I was the one who told you about the latency being an issue holding back ryzen because of the Fabric running at Ram frequency. It was very funny, I was trying to spread that message at
Overclock.net and was being told I was an Idiot 3 months ago. I am laughing down my sleeve now as everyone is talking about latency and timings.
The extra bandwidth in GB/s above 3200 doesn't really help that much for extra performance. Kits that are rated at higher frequencies and can be used as you have to keep latencies low by dropping the kit to run slower but tighter. 4000mhz kits are not worth spending the money on unless you can turn the binning to your advantage, running the ram at lower frequencies but with much tighter timings, given that 4000mhz kits are rated at CL18 and CL19 they are not actually that fast to start with compared to the 3200c14, 3600cl15 or CL16 kits making the slower kits a much better buy. When 4500 becomes an available product then the ultra high kits will give Ryzen better performance as their native latency will be around 8ns but they will initially be cost prohibitive.
One thing that you didnt mention is that all ram has a native latency that you can calculate from the timings and it can be helpful in deciding what direction to take in setting up you system memory. The formula is (CAS setting/Kit MTs rating) x 2000 or you can use (CAS/actual frequency Mhz) x 1000 ad the DDR4 kits are double data rate kits. The actual frequency that the Infinity Fabric is using is half of what the kit states. the 2000 takes this into account so you don need to remember to divide the kit speed in two.
18/4000 x 2000 = 9 ns
16/3600 x 2000 = 8.89ns
14/3466 x 2000 = 8.08ns
14/3200 x 2000 = 8.75ns
12/3200 x 2000 = 7.5ns
You can see that your kit at 3466 is better than the kit at 3600c16 or 4000c18. If you can get your system to boot and run with your Ram kit set at 3200 CL12 settings, you should find even more performance in gaming.

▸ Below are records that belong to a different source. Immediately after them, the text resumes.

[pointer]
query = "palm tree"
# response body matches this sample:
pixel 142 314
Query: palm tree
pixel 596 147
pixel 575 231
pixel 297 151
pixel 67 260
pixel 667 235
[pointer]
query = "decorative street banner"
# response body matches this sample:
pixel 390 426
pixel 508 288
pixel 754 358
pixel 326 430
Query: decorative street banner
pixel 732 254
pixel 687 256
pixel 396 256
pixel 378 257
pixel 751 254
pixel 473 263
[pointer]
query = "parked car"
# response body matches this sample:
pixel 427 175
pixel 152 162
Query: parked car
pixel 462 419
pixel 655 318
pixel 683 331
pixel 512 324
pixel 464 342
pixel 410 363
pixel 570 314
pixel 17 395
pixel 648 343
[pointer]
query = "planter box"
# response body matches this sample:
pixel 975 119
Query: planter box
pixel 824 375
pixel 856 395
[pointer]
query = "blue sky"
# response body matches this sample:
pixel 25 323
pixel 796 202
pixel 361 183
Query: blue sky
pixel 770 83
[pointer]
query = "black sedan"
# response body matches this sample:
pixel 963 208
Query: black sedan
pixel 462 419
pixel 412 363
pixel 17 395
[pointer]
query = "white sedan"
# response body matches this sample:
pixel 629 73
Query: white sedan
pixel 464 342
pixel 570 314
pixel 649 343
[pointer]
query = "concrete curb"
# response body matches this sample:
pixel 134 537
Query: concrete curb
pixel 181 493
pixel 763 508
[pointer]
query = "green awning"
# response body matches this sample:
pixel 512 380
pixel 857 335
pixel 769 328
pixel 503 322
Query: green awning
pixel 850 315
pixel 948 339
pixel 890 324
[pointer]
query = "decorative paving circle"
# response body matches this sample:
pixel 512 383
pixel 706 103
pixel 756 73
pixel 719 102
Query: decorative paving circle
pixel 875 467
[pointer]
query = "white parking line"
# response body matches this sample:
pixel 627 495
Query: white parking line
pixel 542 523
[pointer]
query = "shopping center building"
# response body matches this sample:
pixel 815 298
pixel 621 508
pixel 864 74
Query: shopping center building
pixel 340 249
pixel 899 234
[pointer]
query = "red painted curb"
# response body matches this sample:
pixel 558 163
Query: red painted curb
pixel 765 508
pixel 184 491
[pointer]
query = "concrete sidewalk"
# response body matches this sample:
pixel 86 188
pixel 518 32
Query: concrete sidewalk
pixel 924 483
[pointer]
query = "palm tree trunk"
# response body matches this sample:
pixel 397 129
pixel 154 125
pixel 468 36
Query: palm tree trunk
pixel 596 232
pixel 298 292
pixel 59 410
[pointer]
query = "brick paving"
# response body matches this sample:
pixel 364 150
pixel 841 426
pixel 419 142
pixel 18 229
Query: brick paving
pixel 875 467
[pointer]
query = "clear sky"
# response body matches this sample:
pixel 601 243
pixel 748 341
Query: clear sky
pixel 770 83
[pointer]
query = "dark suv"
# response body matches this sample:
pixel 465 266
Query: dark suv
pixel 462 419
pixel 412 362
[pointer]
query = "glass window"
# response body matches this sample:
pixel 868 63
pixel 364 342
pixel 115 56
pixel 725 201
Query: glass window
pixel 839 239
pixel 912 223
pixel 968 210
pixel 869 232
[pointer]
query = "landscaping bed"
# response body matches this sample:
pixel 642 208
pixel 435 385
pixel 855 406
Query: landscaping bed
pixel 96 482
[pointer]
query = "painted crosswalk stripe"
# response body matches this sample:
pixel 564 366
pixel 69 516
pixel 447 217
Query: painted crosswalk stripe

If you divide the result by the cas setting, it will tell you how many nanoseconds each cycle tales. The infinity fabric transfers data between CCX modules, memory controllers and PCIe controllers at the rate of 32 bytes per cycle. Remember that if you want to convert everything to nanoseconds to investigate the component parts of system latency, Cache memory on Ryzen is running at CPU frequency and not ram frequency so the number of cycles cache memory takes to get a 4ns L2 cache latency is different from the number of cycles it takes for the system RAM to do something in 4ns. When you measure system latency the path is L1+L2_L3 cache then the time it tales the system ram for do its stuff based on these timings.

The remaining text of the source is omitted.